# A face in the crowd



## charry (Dec 19, 2022)




----------



## Bellbird (Dec 19, 2022)

Brings tears to my eyes.


----------



## Gaer (Dec 19, 2022)

Charry, about that:

My husband was 6 foot 2, handsome, always wore levies, levi jacket, (before they went woke)
his blue chambray work shirt, his cowboy hat, his boots.
One day I walked into the Post Office, and a man had his back turned to me, but the same clothes, the same 
stance, body, hair ,mannerisms,  everything.  I almost collapsed !  Thought it was him!  
His face was different but everything else was my husband!  I got up but couldn't speak for awhile.
I was actually shaking!  

Your love is watching over you and just wants you to be happy!  You will be with him again!  I promise!


----------



## charry (Dec 22, 2022)

Gaer said:


> Charry, about that:
> 
> My husband was 6 foot 2, handsome, always wore levies, levi jacket, (before they went woke)
> his blue chambray work shirt, his cowboy hat, his boots.
> ...




this is a poem to my Dad ....
but so uncanny for you gaer .......very upsetting im sure .....


----------



## jujube (Dec 22, 2022)

What a coincidence! 

My sister called me a couple of days ago and said she had sworn she had seen Mom in the supermarket.  She saw an elderly lady that looked exactly like Mom from behind, hair, clothing, stance, even a black beret like Mom loved to wear.

She said it shocked her so much, she had to stop and get her breath.  When she had composed herself, she couldn't find the lady.
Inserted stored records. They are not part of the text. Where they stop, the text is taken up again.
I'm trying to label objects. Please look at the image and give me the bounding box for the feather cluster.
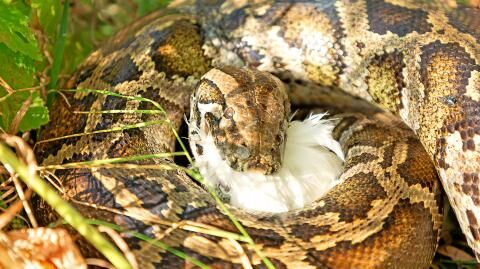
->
[191,114,344,213]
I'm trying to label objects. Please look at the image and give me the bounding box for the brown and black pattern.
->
[32,0,480,268]
[366,51,405,112]
[366,0,432,37]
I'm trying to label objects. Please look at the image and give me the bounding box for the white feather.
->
[189,114,344,212]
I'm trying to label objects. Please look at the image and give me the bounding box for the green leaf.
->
[135,0,170,16]
[19,92,49,132]
[0,2,42,61]
[0,91,49,132]
[0,43,36,89]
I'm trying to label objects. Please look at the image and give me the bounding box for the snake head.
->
[189,66,290,175]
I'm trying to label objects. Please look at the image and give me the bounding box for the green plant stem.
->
[47,0,69,107]
[0,143,132,269]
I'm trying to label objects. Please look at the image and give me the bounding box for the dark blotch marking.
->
[304,200,438,268]
[300,173,386,222]
[367,50,405,113]
[367,0,432,37]
[397,138,439,188]
[290,223,331,242]
[55,168,122,209]
[149,20,210,78]
[102,55,142,86]
[107,128,146,158]
[102,169,169,217]
[420,41,480,169]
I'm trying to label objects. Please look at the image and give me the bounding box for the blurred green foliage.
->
[0,0,168,133]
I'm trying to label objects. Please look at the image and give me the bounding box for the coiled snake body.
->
[37,0,480,268]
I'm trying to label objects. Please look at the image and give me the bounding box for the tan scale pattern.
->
[32,0,480,268]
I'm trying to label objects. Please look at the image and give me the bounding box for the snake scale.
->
[32,0,480,268]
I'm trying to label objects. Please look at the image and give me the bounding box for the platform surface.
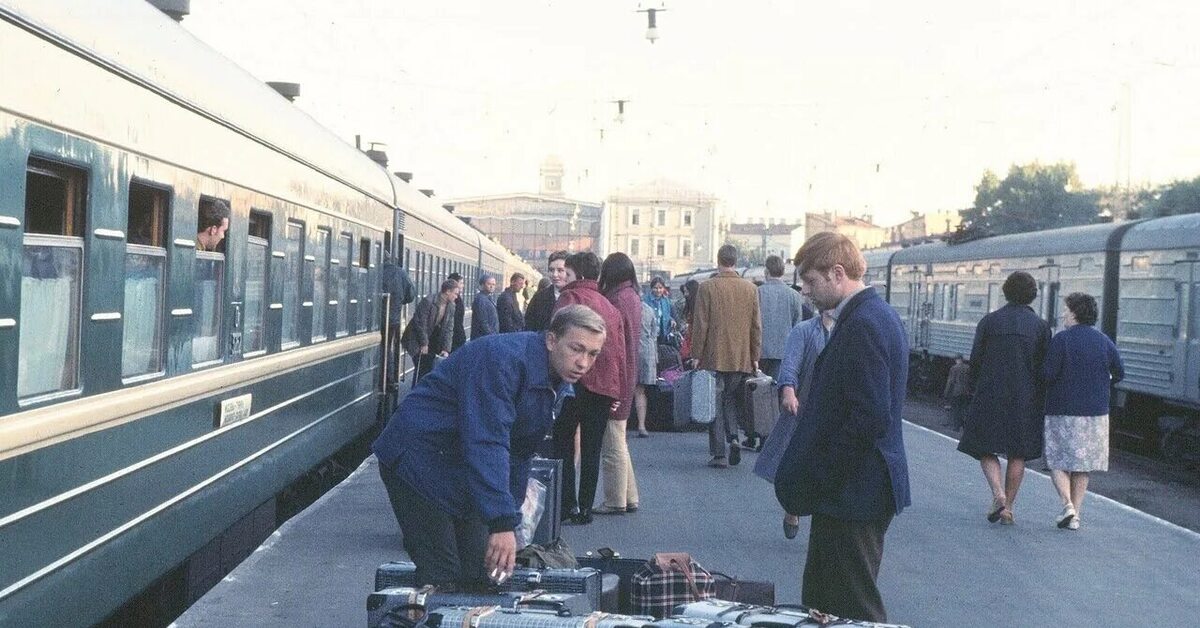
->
[175,415,1200,627]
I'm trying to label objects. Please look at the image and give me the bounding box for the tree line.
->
[955,162,1200,240]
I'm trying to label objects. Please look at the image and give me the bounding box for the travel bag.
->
[529,456,563,548]
[376,561,604,609]
[673,370,716,425]
[673,598,906,628]
[742,372,779,437]
[630,552,713,620]
[367,586,596,626]
[426,606,654,628]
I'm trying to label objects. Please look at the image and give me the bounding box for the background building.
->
[725,219,804,265]
[602,179,724,279]
[446,156,604,269]
[804,211,890,249]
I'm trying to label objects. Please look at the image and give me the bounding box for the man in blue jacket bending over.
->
[372,305,605,590]
[775,233,911,622]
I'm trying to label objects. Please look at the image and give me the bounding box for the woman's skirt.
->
[1045,414,1109,472]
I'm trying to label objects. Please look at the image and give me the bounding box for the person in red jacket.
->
[554,252,628,525]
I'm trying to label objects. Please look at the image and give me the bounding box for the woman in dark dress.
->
[959,270,1050,525]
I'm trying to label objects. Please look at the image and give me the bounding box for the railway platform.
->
[175,413,1200,628]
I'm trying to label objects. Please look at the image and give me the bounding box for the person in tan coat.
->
[691,244,762,467]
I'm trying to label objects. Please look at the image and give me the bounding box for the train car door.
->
[1180,262,1200,401]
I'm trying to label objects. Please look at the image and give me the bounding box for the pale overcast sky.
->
[184,0,1200,225]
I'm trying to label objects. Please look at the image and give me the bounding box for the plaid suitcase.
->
[376,561,604,609]
[529,456,563,546]
[673,370,716,425]
[367,587,596,626]
[630,552,713,620]
[673,599,907,628]
[428,606,654,628]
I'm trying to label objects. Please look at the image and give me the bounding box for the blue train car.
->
[1116,214,1200,457]
[0,0,535,626]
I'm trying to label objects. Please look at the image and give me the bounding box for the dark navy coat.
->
[371,331,574,532]
[775,288,912,521]
[959,303,1050,459]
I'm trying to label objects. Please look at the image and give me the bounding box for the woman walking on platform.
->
[593,253,642,515]
[959,270,1050,525]
[1044,292,1124,530]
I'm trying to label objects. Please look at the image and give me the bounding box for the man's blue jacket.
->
[371,331,574,532]
[775,288,912,521]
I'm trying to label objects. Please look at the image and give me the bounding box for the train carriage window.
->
[312,228,330,342]
[280,220,304,347]
[121,181,170,377]
[241,211,271,354]
[192,197,229,365]
[17,157,88,400]
[334,233,354,336]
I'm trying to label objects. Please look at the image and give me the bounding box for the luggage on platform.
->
[575,548,646,612]
[529,456,563,546]
[673,370,716,425]
[367,586,596,626]
[673,598,905,628]
[646,377,679,432]
[595,574,622,612]
[743,373,779,436]
[426,606,654,628]
[376,561,604,609]
[658,345,683,372]
[630,552,713,620]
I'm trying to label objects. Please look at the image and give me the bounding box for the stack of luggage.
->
[367,559,902,628]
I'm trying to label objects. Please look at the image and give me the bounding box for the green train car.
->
[0,0,536,626]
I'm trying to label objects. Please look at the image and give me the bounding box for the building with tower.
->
[446,155,604,269]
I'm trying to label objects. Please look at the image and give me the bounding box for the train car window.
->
[241,211,271,354]
[121,181,170,377]
[312,228,330,342]
[280,220,304,346]
[192,197,229,365]
[17,157,88,401]
[334,233,354,336]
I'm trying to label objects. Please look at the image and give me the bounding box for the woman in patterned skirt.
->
[1044,292,1124,530]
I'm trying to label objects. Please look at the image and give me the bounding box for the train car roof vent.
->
[266,80,300,102]
[364,142,388,168]
[146,0,192,22]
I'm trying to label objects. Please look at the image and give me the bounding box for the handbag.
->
[630,552,713,620]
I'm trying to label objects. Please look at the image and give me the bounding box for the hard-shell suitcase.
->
[673,598,906,628]
[673,370,716,425]
[367,587,596,626]
[575,548,646,612]
[376,561,604,609]
[529,456,563,546]
[646,377,679,432]
[743,375,779,436]
[426,606,654,628]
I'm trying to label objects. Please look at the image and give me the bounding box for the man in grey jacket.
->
[758,255,804,379]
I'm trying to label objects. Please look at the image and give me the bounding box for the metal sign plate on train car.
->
[217,393,254,427]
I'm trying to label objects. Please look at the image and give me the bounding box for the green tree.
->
[1129,177,1200,219]
[962,162,1099,235]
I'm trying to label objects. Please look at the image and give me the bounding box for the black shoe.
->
[563,509,592,526]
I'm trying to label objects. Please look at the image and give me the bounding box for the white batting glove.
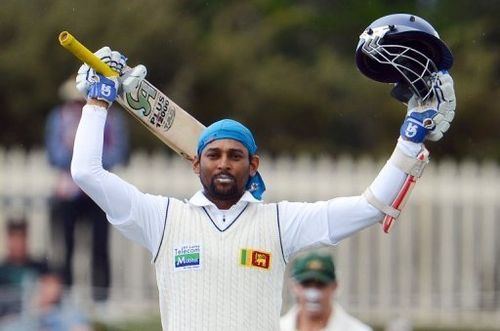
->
[76,46,127,98]
[402,71,456,141]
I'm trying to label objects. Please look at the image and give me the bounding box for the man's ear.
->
[191,156,200,175]
[250,155,260,176]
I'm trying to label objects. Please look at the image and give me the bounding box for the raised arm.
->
[279,72,456,257]
[71,48,168,253]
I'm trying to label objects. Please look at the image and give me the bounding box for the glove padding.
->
[400,71,456,143]
[76,46,147,107]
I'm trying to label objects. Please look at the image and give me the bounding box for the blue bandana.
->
[197,119,266,200]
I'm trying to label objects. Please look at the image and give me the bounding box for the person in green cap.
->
[280,251,372,331]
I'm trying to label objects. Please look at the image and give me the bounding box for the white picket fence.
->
[0,149,500,328]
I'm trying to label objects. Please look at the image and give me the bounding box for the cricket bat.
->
[59,31,205,160]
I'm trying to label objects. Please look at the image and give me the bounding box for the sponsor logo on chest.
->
[173,244,201,271]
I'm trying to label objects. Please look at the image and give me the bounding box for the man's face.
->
[193,139,259,201]
[293,280,337,316]
[7,229,28,263]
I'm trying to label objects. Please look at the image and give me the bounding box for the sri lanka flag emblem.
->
[240,248,271,269]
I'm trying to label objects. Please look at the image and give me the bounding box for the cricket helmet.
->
[356,14,453,99]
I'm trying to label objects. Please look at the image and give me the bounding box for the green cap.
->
[292,252,336,284]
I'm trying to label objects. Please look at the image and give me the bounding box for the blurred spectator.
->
[280,252,372,331]
[0,271,92,331]
[385,317,413,331]
[45,77,128,301]
[0,218,47,318]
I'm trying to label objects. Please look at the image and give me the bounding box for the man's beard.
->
[201,173,243,201]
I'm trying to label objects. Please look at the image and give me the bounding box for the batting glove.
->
[76,46,127,106]
[400,71,456,143]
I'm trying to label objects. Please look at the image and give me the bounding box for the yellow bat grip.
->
[59,31,118,77]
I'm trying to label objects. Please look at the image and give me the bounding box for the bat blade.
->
[59,31,205,160]
[118,80,205,160]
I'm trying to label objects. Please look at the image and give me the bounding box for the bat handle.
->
[59,31,118,77]
[382,148,429,233]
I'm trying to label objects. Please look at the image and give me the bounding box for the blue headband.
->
[197,119,266,200]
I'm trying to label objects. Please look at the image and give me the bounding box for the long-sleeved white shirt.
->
[71,105,421,260]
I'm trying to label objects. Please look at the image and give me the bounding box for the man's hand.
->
[400,72,456,143]
[76,46,127,107]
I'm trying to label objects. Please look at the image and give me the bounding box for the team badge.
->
[173,245,201,270]
[240,248,271,269]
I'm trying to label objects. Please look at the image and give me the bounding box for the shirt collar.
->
[189,190,262,207]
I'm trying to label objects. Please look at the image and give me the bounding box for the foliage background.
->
[0,0,500,160]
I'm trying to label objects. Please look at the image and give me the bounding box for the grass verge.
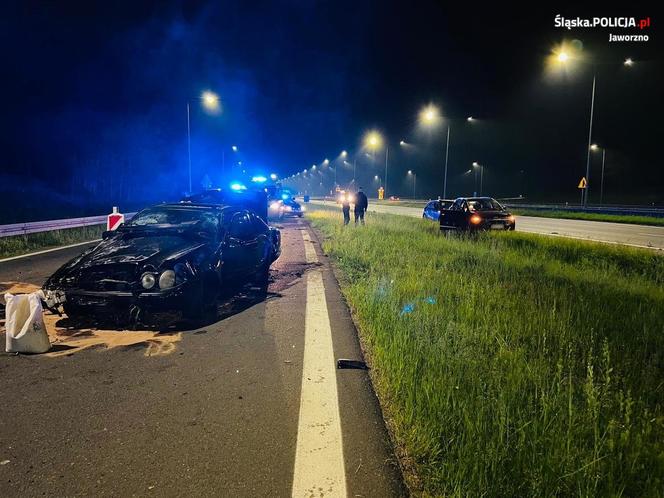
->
[511,209,664,226]
[0,225,106,259]
[308,210,664,496]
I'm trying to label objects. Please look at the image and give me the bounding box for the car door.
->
[249,213,272,269]
[440,199,463,228]
[223,211,259,278]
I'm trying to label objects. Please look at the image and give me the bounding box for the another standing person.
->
[341,193,350,225]
[355,187,369,225]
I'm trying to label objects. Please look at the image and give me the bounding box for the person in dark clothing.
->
[341,194,350,225]
[355,187,369,225]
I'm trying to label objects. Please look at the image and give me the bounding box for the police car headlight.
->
[158,270,175,289]
[141,272,156,289]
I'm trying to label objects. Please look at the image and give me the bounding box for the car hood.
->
[47,234,206,282]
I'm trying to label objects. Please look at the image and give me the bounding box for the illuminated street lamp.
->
[201,90,220,113]
[553,43,634,208]
[187,90,221,193]
[473,161,484,196]
[364,130,390,198]
[590,144,606,206]
[408,169,417,199]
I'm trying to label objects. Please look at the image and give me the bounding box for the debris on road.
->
[337,358,369,370]
[5,291,51,353]
[0,282,182,357]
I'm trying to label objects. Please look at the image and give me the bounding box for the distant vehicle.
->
[268,197,305,220]
[180,187,268,223]
[440,197,516,231]
[44,203,281,325]
[337,190,355,204]
[422,199,454,221]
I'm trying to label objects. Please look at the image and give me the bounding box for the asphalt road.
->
[0,220,406,497]
[311,201,664,250]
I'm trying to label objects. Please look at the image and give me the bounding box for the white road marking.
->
[292,230,346,498]
[0,239,101,263]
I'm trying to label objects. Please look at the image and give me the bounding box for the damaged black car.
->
[44,203,281,325]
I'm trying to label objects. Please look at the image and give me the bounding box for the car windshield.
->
[468,198,504,211]
[126,207,218,231]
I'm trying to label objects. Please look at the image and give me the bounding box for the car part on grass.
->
[337,358,369,370]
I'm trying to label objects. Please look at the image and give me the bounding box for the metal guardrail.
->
[0,213,136,237]
[503,202,664,218]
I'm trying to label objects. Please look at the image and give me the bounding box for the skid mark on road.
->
[292,230,346,497]
[0,282,182,357]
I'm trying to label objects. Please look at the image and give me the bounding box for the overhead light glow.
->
[420,104,440,126]
[364,131,383,150]
[201,90,220,112]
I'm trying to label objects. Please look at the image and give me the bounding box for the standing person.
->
[341,194,350,225]
[355,187,369,225]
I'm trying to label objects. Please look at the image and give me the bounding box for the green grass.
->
[369,199,427,209]
[308,210,664,497]
[511,209,664,226]
[0,225,106,258]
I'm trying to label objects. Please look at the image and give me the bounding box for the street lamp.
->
[473,161,484,196]
[187,90,221,193]
[420,104,475,198]
[408,169,417,199]
[364,130,390,195]
[590,144,606,206]
[554,43,634,208]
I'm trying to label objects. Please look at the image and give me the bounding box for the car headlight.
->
[141,272,156,289]
[158,270,175,289]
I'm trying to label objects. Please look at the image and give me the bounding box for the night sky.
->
[0,1,664,218]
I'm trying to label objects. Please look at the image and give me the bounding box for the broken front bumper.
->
[44,283,200,324]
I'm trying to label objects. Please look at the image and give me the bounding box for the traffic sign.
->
[106,206,124,231]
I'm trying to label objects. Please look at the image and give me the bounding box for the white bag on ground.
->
[5,291,51,353]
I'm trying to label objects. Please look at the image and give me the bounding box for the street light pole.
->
[443,123,451,199]
[480,164,484,197]
[583,74,597,208]
[383,144,390,196]
[187,101,191,194]
[599,147,606,206]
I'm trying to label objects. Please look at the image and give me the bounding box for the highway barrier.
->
[0,213,135,237]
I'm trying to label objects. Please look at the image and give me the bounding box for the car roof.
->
[156,201,231,211]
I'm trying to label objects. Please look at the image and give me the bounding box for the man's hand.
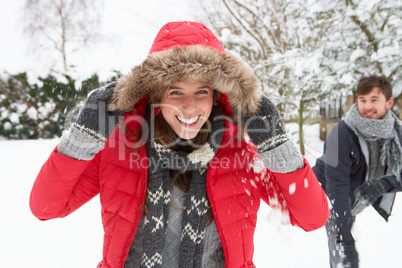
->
[57,83,123,160]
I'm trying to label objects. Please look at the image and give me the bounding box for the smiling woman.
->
[161,82,213,140]
[30,21,329,268]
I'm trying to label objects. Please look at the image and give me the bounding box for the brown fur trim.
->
[111,46,261,122]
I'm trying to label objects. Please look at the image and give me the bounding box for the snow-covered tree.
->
[201,0,402,154]
[199,0,335,154]
[22,0,103,72]
[325,0,402,97]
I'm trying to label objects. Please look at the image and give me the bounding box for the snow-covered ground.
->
[0,124,402,268]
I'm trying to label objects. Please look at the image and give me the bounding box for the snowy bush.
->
[0,73,116,139]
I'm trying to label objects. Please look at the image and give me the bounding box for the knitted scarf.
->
[345,104,402,181]
[141,105,225,268]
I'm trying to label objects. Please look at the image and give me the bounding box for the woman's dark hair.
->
[356,75,392,101]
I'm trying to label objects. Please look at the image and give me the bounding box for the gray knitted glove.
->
[243,95,304,173]
[57,83,123,160]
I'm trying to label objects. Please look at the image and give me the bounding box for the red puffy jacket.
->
[30,22,329,268]
[30,108,329,267]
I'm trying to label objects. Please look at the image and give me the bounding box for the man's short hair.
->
[356,75,392,101]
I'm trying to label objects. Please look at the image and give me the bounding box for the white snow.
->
[0,124,402,268]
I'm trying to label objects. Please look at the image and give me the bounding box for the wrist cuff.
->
[57,127,104,160]
[258,140,304,173]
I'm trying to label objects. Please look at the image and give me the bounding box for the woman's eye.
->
[197,89,209,94]
[169,90,181,95]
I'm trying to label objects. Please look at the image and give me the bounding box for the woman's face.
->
[161,82,213,140]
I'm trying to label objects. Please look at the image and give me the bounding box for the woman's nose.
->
[182,96,197,113]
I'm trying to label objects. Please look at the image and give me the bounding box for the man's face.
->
[356,87,394,119]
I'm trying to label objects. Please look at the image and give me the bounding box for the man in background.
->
[313,75,402,268]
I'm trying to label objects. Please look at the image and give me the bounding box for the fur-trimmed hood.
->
[111,22,261,121]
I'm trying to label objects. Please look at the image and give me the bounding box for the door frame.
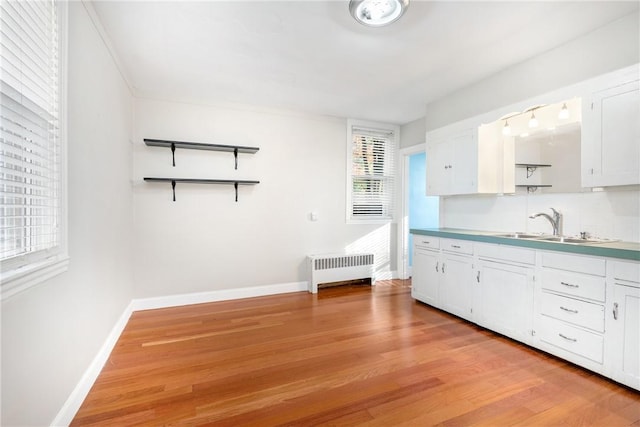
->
[397,142,427,279]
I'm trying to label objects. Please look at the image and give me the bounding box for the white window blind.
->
[348,120,396,220]
[0,0,63,284]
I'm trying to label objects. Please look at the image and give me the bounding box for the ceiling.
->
[92,0,638,124]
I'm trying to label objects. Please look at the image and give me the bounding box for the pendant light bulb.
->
[558,102,569,120]
[502,120,511,136]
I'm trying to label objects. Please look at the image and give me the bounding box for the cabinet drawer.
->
[542,252,606,276]
[413,234,440,249]
[539,316,604,363]
[542,268,606,302]
[609,261,640,287]
[440,239,473,255]
[540,292,604,332]
[476,243,536,264]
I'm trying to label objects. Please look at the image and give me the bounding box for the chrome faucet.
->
[529,208,562,236]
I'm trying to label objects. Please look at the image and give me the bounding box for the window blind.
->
[350,127,396,220]
[0,0,62,263]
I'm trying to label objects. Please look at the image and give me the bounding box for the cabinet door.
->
[476,261,533,343]
[582,81,640,187]
[438,254,474,320]
[411,249,441,306]
[450,129,478,194]
[607,284,640,390]
[426,139,453,196]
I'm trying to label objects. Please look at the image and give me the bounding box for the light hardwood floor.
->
[72,281,640,427]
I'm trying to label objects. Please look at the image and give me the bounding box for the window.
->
[0,0,67,298]
[347,120,398,222]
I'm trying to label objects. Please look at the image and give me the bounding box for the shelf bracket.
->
[527,166,538,178]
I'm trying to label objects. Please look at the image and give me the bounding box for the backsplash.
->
[440,186,640,242]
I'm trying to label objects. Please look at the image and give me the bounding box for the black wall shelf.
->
[144,138,260,169]
[144,177,260,202]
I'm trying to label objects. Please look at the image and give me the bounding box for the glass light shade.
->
[349,0,409,27]
[502,120,511,135]
[558,103,569,120]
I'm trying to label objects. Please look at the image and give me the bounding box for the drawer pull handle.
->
[558,334,578,342]
[560,282,580,288]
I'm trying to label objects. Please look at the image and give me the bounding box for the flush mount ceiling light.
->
[349,0,409,27]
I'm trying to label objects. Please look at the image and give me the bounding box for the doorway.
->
[402,150,440,278]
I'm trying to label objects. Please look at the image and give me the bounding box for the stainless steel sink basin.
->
[495,232,544,239]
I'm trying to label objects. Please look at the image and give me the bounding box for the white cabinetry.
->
[534,252,606,372]
[438,239,473,320]
[582,67,640,187]
[475,244,536,344]
[411,235,473,320]
[607,261,640,390]
[426,127,503,196]
[411,235,441,307]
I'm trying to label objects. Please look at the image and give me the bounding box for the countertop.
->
[410,228,640,261]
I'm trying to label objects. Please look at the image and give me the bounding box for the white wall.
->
[425,13,640,242]
[400,117,426,148]
[134,99,396,298]
[1,2,133,426]
[425,12,640,131]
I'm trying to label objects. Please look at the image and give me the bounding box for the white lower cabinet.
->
[607,261,640,390]
[476,260,534,344]
[438,254,473,320]
[411,235,441,307]
[438,239,473,320]
[534,252,606,373]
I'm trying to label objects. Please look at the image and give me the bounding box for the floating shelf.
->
[144,138,260,169]
[516,163,551,178]
[144,177,260,202]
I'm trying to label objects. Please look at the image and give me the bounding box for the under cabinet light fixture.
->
[558,102,569,120]
[349,0,409,27]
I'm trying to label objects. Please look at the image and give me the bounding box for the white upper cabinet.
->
[582,67,640,187]
[426,127,503,196]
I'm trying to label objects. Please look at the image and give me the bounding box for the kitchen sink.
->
[495,232,545,239]
[539,236,615,245]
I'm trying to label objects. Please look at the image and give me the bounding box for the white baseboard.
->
[51,303,133,426]
[131,282,308,311]
[375,270,398,280]
[51,282,308,427]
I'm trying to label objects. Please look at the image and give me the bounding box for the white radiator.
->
[308,254,375,294]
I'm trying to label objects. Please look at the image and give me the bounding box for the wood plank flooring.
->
[72,280,640,427]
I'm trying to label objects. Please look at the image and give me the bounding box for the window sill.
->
[0,255,69,301]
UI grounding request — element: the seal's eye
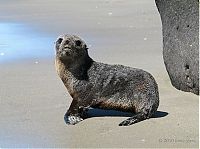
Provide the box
[76,40,81,47]
[57,38,63,44]
[65,40,69,44]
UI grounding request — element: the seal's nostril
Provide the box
[65,40,69,44]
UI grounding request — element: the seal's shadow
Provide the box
[87,108,168,118]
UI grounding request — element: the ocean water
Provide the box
[0,23,55,63]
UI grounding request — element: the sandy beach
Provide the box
[0,0,199,148]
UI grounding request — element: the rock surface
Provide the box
[155,0,199,95]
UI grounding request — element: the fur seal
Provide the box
[55,35,159,126]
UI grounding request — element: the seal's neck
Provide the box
[58,56,93,80]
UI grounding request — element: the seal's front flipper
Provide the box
[119,113,146,126]
[64,114,83,125]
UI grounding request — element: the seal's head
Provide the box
[55,35,88,61]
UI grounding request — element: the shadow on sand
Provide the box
[88,108,168,118]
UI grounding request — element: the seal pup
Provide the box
[55,35,159,126]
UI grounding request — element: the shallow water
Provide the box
[0,23,54,62]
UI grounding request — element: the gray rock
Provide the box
[155,0,199,95]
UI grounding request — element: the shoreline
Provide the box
[0,0,199,148]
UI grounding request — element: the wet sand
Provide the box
[0,0,199,148]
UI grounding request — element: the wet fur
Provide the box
[55,35,159,126]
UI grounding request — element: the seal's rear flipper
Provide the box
[119,113,147,126]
I said, well, that's appropriate, because if Mom were to "haunt" any place, it would be Publix.  I advised her to check Walmart next.


----------



## oldpop (Dec 22, 2022)

Good or bad this brings to mind my little buddy Boo who passed almost exactly three yeas ago. He was my twenty four seven constant companion for eleven years. I miss him so.


----------